40 years is a long time, especially to a hamster. It seems more like it was far away, which it was. Actually, it was long ago and also far away. Damn. I was very thin, very thin. Not so thin as Uncle Don, mind you, but certain broomsticks or rails were obese next to Don. Nevertheless, I was thin. From what I can remember of those days I was also bright, or well read anyway. I remembered what I read, the actual words, sentences... entire phrases. It was fun with Teddy and Don and the rest of the group, going through Pyramis and Thisbe to the delight of all our friends. It was fun. But that was a long time, about 70 pounds, two wives and 3000 miles ago. I'm better now, different anyway. The internet has provided me with a chance to see a slide show again of those sweet young kids and another slide show of some old men, most with beards and some of those sweet young girls who captured my heart so long ago, but they'd dyed their hair graying, maybe to make the old men feel better... why didn't the girls age? Much. Why?

Well the simplest answer is right in front of you: look at what happened to Mike and Rick and Don! Gee Don looked so drawn. Maybe more woodcut than drawn, or graphic novel style, monochrome. The girls sucked them dry. All of 'em. Even the "Saint" had hardly aged a bit and oh, what irony. I've aged too. Not as much as a couple of those poor guys, I try to keep up with the chickens. No, but even from a distance they got me. I can't believe Margaret could be a vamp. But times are hard and strange and ya never know. I never would have thought that Jonoff would end up looking like Don Knotts.

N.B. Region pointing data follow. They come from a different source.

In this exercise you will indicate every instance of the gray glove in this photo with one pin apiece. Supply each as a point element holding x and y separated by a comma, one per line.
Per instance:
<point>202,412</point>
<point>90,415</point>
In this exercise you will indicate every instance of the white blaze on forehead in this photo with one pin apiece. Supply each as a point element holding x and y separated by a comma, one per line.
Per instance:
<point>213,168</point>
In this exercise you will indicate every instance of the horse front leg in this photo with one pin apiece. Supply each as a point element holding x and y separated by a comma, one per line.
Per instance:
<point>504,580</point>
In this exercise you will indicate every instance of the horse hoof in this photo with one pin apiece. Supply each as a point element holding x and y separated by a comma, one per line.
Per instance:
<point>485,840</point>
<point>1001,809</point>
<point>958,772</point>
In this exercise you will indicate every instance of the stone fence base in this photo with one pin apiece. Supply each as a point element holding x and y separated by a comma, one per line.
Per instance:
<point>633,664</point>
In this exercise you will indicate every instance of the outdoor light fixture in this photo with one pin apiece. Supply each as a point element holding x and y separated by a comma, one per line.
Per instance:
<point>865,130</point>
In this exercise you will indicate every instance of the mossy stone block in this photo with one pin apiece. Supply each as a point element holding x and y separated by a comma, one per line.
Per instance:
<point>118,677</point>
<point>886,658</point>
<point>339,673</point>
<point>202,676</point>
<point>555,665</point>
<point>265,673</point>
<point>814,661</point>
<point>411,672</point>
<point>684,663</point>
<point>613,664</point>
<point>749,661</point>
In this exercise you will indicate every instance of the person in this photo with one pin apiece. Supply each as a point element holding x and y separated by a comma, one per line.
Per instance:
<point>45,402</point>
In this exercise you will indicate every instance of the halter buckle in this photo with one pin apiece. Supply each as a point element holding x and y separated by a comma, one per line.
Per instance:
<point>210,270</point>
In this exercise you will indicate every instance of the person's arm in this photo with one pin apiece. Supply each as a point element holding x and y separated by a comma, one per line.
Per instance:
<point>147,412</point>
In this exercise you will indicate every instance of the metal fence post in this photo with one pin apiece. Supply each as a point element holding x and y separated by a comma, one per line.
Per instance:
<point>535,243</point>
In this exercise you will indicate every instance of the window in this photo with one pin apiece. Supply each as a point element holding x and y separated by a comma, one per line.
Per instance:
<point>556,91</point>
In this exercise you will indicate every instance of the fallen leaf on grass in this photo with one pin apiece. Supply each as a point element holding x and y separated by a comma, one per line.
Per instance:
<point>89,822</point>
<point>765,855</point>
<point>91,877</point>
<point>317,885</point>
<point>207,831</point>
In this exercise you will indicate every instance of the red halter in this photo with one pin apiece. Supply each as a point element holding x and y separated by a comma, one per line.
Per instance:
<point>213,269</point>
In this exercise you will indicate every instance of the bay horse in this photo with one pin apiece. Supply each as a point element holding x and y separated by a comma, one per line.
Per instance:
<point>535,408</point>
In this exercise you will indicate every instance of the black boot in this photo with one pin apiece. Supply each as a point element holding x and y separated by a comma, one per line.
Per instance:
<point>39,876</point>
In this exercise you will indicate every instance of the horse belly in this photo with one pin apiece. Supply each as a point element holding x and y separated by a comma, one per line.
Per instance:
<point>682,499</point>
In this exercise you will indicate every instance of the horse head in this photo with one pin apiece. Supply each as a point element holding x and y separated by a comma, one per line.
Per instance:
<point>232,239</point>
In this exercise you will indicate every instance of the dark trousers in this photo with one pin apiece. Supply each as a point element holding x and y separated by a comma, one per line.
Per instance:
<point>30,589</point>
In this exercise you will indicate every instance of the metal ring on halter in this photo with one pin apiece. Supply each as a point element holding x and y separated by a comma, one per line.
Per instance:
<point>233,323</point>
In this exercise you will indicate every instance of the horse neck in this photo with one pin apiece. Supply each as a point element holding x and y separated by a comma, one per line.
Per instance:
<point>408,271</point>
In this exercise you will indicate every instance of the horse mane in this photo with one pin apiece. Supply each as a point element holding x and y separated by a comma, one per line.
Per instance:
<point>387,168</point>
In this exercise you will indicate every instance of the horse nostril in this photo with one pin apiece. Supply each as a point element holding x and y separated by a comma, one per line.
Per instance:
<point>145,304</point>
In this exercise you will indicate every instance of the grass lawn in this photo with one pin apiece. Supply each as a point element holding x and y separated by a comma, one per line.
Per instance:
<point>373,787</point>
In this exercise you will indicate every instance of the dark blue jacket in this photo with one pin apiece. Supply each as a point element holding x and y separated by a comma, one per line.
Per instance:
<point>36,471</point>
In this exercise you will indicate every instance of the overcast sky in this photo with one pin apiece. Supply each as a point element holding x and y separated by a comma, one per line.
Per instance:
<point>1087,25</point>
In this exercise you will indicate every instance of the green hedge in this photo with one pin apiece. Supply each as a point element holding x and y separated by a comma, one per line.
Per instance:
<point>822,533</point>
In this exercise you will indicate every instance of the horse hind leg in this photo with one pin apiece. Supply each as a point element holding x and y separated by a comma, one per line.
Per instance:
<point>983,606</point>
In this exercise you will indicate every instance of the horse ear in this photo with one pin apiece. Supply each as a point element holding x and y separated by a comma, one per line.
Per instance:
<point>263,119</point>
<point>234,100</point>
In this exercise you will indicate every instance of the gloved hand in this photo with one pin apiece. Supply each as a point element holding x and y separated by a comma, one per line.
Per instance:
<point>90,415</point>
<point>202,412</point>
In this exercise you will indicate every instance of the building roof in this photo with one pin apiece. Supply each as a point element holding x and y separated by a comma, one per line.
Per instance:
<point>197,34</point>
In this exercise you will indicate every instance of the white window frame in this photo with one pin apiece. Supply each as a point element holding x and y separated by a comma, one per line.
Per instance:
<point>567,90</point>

So it's more complex. I can close my eyes and see them, see how they were moving as Larry snapped the picture, what the air tasted like. And there it is, the problem with the strange, locked in amber women and the strange, withered old men with the eyes and smiles of my old pals. Some of them aren't smiling, some aren't even there. They're missing and I see the gaps in the pictures where they all stand shoulder to shoulder, smiling at the camera. It's rare we see an early shot of Larry, because he was the cameraman, our eyes on our world. Weekend parties would go quiet and the lights go dim when the man with the magic lantern would begin to show what happened last time we had a tourney or a party or a war. Larry was a short man with a quick lense and you looked for your own face, or if you were in love at the time for nice shots of your flame de jour so you could get Larry to sell you an enlargement. For the cost of paper and chemicals. He'd develop them in our bathroom, the bathroom we shared in our apartment. Larry and I had one wing of a two family and Teddy and Cheri the other. Now Teddy isn't waving back as an wizened bagpiper sucking on a churchwarden pipe. Nor Larry, nor others who just seem to have been there yesterday, but it's been 40 years. I've lost them and I didn't realize it because in my mind, I seem to see them so many times a day. They cross my inner sight every time I see a pipe, a camera, a sword or a cheap bottle of red wine.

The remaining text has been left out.